これまた最後まで読んでないし途中も抜けている。でも、引き込まれて夢中で読んでしまうとか続きが気になってどうしようもないという点ではやはり好きな漫画です。
播磨灘という相撲取りがいまして、これがまあ朝青龍もおろかというヒール。土俵入りする時にヘンーな仮面というか、煙とか吹いてるかぶりものをかぶって入場してくる。そしてとてつもなく強い。対戦相手を片っ端から土俵下に投げ飛ばしたりカエルみたいにひっくり返したり挙げ句蹴って転がしたり、侮辱的なことばかりした上に罵声を浴びせる。品格なんかハナクソほどもない。相撲協会や同じ相撲取りからは蛇蠍のごとく嫌われ、憎まれている。なんとか辞めさせたいと思っている。そんな中播磨灘は「負けたら引退する」と言うのですね。だもんだから皆必死で勝とうとするんだけど、絶対に負けない。

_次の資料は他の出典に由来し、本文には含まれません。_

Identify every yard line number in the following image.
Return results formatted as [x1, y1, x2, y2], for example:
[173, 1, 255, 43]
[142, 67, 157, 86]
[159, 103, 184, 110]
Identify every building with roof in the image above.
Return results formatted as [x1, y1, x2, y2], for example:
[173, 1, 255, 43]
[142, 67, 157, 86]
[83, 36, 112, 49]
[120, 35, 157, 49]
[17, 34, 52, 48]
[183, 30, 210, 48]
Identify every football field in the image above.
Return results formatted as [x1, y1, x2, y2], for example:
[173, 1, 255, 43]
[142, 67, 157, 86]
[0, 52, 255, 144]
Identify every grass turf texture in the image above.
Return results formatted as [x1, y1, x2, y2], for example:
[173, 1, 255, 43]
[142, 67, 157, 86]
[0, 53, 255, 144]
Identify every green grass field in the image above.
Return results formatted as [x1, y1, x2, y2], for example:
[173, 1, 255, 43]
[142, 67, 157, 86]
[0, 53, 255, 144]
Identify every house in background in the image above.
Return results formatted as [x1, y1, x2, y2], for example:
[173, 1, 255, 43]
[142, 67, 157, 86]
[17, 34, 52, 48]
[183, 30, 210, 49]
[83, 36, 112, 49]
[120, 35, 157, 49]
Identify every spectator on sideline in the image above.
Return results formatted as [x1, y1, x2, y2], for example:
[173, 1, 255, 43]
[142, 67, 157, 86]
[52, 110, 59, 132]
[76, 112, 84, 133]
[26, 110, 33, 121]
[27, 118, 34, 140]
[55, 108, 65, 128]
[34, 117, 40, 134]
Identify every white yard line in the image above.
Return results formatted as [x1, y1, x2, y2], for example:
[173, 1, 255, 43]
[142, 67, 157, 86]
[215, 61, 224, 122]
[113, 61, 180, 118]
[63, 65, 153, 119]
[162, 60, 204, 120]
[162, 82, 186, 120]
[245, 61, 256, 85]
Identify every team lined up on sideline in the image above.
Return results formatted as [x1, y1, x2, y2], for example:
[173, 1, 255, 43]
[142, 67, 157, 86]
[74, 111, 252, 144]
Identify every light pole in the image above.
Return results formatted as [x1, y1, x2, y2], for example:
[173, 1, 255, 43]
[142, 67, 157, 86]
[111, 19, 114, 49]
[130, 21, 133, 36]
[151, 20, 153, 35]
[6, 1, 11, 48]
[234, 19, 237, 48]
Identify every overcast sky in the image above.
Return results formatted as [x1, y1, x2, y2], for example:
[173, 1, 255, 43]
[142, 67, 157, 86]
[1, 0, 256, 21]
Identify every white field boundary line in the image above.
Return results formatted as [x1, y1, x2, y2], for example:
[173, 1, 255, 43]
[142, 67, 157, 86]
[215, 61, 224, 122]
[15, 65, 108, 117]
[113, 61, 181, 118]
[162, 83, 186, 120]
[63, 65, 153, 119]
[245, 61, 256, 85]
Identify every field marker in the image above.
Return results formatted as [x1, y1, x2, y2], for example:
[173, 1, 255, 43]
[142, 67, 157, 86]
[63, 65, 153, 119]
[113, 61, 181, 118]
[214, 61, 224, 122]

対戦相手によっては故障を抱えていたり、これで引退をかけるとか、いろいろ複雑な事情があったりするのだが、播磨灘はまあ容赦しない。「そんなつまらない相撲を取って恥ずかしくないのか。死ね」でもってぶんなげて踏んづけたりする。でも、そのテッテ的な傍若無人ぶりに発憤し奮起する人もいたり、相手に投げつける酷い言葉が結果的に相手に何かを気付かせたり吹っ切らせることになったりして、こいつがただの暴君ではないのかな?と思わせるところもある。
何巻あたりだったか、突然「あなたの妻にしてください」と言っておかめか何かのお面を被った女の人がやってきて、顔も見ないで奥さんにするんじゃなかったかなあ。まあ顔は予想通り美人なんですけどね。

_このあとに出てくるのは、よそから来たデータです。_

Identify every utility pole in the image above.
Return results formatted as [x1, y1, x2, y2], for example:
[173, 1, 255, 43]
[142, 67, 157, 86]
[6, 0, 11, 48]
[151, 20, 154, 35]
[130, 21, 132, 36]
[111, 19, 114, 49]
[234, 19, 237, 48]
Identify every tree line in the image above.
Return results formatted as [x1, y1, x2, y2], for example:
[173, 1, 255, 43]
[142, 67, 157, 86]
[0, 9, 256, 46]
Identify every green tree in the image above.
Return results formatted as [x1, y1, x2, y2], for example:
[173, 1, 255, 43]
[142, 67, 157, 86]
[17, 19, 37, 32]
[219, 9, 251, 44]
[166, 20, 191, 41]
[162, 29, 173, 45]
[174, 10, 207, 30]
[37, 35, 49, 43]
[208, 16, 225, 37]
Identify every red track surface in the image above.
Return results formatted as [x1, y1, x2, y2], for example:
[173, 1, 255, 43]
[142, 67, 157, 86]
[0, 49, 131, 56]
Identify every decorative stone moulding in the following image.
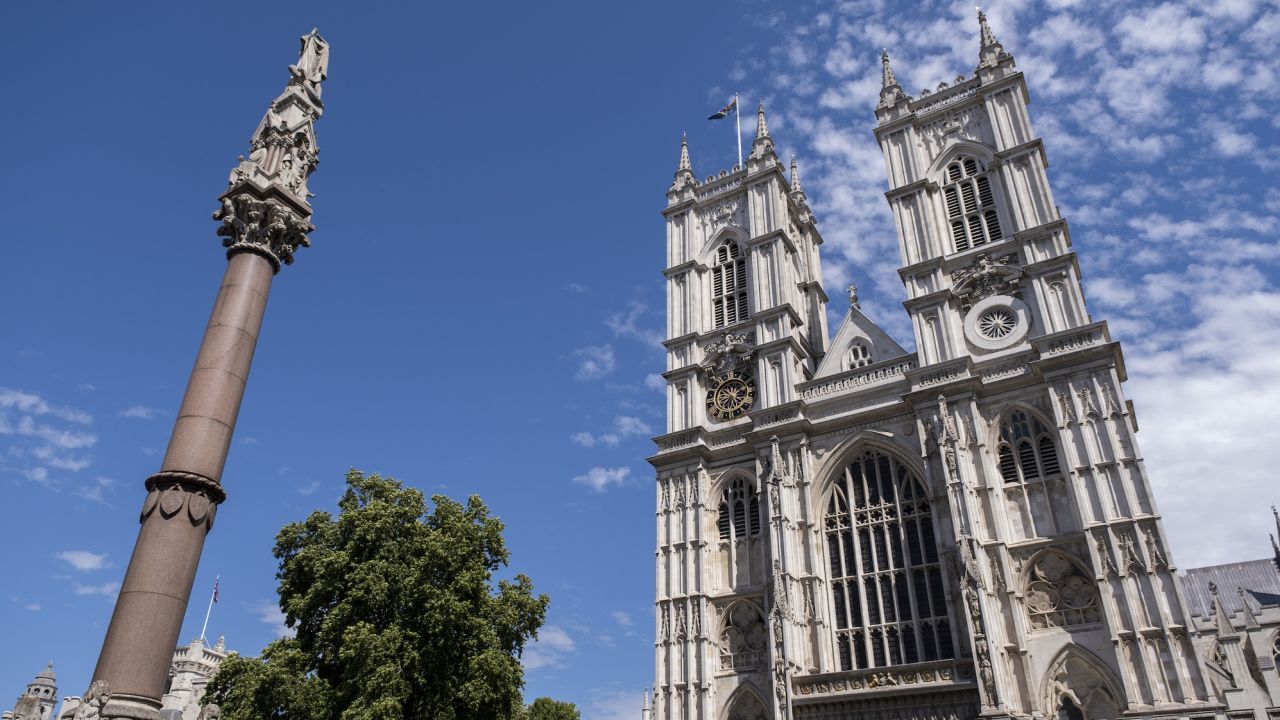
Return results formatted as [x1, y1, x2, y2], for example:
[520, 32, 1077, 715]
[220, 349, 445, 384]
[964, 294, 1030, 351]
[214, 191, 313, 273]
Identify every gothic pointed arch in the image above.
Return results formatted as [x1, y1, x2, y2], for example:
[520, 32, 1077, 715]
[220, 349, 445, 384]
[1019, 548, 1101, 630]
[993, 404, 1074, 539]
[926, 139, 996, 178]
[720, 683, 771, 720]
[821, 441, 955, 671]
[1040, 646, 1124, 720]
[714, 471, 765, 590]
[717, 599, 768, 671]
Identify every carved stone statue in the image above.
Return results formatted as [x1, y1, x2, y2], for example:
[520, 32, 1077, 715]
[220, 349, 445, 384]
[288, 29, 329, 98]
[197, 703, 222, 720]
[73, 680, 110, 720]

とにかく播磨灘のやり方、言動すべてを支えているのが強さです。純粋な強さって確かにある種の説得力があるからな。ただ見上げるしかない圧倒的強さに圧倒されるのは快感がありますね。こんなに強いのでは何をしてもしょうがない、と言ってしまうと、平民が独裁者に屈服してゆく精神構造のようでかなり怖いのですが。そういうのは虚構の世界だけにしておかなければな。「力こそが正義」みたいなのは。

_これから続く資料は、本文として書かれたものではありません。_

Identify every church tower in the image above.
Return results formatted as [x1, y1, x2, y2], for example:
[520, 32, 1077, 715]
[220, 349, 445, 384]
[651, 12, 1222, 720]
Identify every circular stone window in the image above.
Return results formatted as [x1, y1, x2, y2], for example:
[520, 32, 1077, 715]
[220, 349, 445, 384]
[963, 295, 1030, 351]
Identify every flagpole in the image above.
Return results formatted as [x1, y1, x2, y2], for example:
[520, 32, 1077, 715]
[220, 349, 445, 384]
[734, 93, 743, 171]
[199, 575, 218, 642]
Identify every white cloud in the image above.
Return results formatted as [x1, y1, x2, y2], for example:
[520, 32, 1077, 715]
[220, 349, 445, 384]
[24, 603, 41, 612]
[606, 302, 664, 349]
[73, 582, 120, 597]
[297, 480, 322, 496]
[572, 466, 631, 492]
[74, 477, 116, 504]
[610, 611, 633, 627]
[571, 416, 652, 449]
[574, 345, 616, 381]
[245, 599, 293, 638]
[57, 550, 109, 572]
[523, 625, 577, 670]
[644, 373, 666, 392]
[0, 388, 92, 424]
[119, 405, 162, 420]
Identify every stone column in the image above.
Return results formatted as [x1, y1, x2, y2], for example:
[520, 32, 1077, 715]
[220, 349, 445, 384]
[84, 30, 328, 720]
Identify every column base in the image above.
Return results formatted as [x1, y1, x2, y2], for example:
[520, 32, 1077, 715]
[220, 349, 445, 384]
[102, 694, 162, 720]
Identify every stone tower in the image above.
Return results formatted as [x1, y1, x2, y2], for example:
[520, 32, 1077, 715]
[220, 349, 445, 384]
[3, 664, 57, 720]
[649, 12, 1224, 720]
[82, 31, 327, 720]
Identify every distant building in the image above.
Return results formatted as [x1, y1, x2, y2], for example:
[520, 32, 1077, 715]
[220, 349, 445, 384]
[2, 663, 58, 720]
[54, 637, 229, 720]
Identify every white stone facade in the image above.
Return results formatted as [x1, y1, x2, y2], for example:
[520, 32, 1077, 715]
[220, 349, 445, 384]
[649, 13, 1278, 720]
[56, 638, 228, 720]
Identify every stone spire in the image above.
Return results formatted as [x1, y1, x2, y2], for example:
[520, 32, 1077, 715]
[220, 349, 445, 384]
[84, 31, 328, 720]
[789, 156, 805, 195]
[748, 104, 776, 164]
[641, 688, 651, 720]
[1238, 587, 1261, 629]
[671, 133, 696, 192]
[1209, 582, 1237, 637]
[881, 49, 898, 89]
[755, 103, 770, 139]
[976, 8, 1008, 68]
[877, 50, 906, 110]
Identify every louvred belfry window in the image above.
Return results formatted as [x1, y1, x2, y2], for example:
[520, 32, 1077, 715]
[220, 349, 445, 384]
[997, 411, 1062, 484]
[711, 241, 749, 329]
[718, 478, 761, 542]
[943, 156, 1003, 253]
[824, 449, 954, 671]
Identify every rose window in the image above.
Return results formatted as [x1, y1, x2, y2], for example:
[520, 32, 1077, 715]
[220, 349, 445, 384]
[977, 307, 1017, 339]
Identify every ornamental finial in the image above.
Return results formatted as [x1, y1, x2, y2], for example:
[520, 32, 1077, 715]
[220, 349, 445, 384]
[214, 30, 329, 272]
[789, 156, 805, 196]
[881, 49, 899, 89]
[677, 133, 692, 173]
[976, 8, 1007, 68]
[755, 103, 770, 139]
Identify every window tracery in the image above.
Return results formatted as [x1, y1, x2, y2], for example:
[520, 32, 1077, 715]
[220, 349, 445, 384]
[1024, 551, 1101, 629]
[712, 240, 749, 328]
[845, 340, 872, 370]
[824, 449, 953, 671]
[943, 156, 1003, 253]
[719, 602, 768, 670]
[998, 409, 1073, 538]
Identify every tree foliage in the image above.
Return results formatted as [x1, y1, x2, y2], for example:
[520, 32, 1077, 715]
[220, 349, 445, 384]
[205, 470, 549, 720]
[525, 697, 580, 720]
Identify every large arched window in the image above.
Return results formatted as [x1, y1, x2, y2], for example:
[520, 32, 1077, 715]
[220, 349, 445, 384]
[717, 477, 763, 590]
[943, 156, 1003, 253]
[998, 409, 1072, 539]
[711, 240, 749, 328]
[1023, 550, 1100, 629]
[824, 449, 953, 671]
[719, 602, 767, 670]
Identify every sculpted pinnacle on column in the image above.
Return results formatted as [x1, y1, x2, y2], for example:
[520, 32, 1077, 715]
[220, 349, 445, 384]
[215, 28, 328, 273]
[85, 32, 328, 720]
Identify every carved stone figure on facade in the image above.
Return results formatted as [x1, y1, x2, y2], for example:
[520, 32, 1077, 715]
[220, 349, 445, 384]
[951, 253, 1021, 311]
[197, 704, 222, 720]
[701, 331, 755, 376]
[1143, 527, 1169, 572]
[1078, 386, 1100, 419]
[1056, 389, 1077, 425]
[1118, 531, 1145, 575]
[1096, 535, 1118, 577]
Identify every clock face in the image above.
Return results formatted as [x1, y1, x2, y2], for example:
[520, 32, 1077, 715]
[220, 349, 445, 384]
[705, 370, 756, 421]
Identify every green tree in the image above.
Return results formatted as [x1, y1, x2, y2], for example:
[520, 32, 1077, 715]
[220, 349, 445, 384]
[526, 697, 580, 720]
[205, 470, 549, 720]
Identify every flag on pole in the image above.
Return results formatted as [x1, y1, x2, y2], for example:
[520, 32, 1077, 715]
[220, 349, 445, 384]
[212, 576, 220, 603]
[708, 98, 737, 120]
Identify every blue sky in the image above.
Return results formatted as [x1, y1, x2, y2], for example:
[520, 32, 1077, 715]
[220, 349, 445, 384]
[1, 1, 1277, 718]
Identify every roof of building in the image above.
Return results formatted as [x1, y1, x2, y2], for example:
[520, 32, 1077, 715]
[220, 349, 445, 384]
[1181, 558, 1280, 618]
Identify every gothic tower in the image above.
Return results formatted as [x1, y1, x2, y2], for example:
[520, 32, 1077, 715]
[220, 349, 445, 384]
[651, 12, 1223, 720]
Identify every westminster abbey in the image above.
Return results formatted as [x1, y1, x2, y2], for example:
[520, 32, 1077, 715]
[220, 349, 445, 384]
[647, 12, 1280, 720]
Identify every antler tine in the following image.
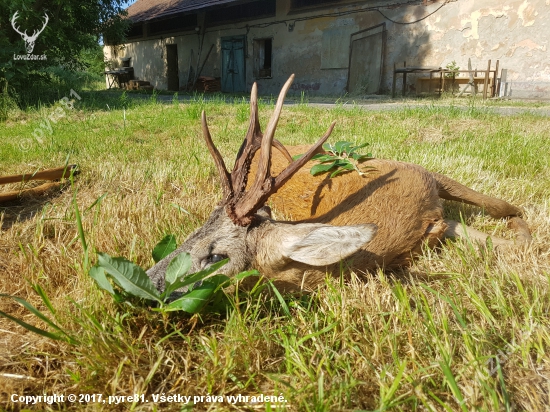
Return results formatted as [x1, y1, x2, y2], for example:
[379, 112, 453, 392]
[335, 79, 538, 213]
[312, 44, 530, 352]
[248, 81, 261, 141]
[234, 81, 261, 162]
[262, 74, 295, 152]
[231, 82, 294, 194]
[31, 13, 48, 39]
[274, 121, 336, 190]
[227, 75, 298, 225]
[230, 82, 262, 195]
[229, 121, 335, 226]
[251, 74, 295, 192]
[201, 111, 232, 200]
[11, 12, 26, 36]
[271, 139, 293, 163]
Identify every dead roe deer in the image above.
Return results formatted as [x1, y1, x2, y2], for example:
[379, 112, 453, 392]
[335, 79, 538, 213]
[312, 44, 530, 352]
[147, 75, 531, 292]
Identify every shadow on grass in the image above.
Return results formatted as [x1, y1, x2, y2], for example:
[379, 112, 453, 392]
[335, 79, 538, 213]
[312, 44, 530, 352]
[0, 183, 69, 231]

ただ、「弱くてもささやかでも、正々堂々と真正面から挑むならそれでいい。負けたっていいじゃないか、戦う姿勢こそが大事で勝敗はどうでもいいのだ」といった、己の弱さを貧乏臭い正直さで正当化する風潮に対してハリセンチョップをくらわすような爽快さは確かにありました。
最後はどうなるんだろう。負けて終わるんだろうか。それは播磨灘には似合わないなあ。引退しても「弟子を育てる」なんて方面には絶対に行かない人だし。
最終巻でも誰かを投げ飛ばして罵倒しているのを下から見上げる構図で終わり、であることを願う。しかしとんでもない主人公だなあ。
とんでもないと言えばなんとアニメにもなったんだよ。しかしどうしてアニメ化しようと思ったんだろう。さわやかさのカケラもない主人公なのに。どんなオープニングだったのかしら。「投げ飛ばせ 踏みにじれ 弱い奴は虫ケラだ」とかいう歌かしら。違うと思うけど。
いつかどこかのブックオフかラーメン屋で最終巻を読むのを楽しみにしています。
拍手して下さった方、ありがとうございます!
> Sさま
わあ~もったいない(笑)もらって行けばよかったのに~。面白かったですよ。
悟空はねえ。ベジータが息子や妻に見せるチラっとした優しさとか、悟空を倒したい一心で上へ上がっていく執着心みたいなものを、全然見せませんからねえ。カミさんや子供に対してもえらい淡白だし、誰か個人を目指して鍛錬しているわけでもないし、それこそクリリンが殺されてブチ切れた以外は。すごいな、クリリン(笑)
執着しないこと五代雄介のごとし。あの二人似てるかも知れないな。頼まれるとなんでもがんばってやってあげる、基本優しいし明るくて素直で気持ちがよく、しかし誰も彼の胸の奥底には入れてもらえない。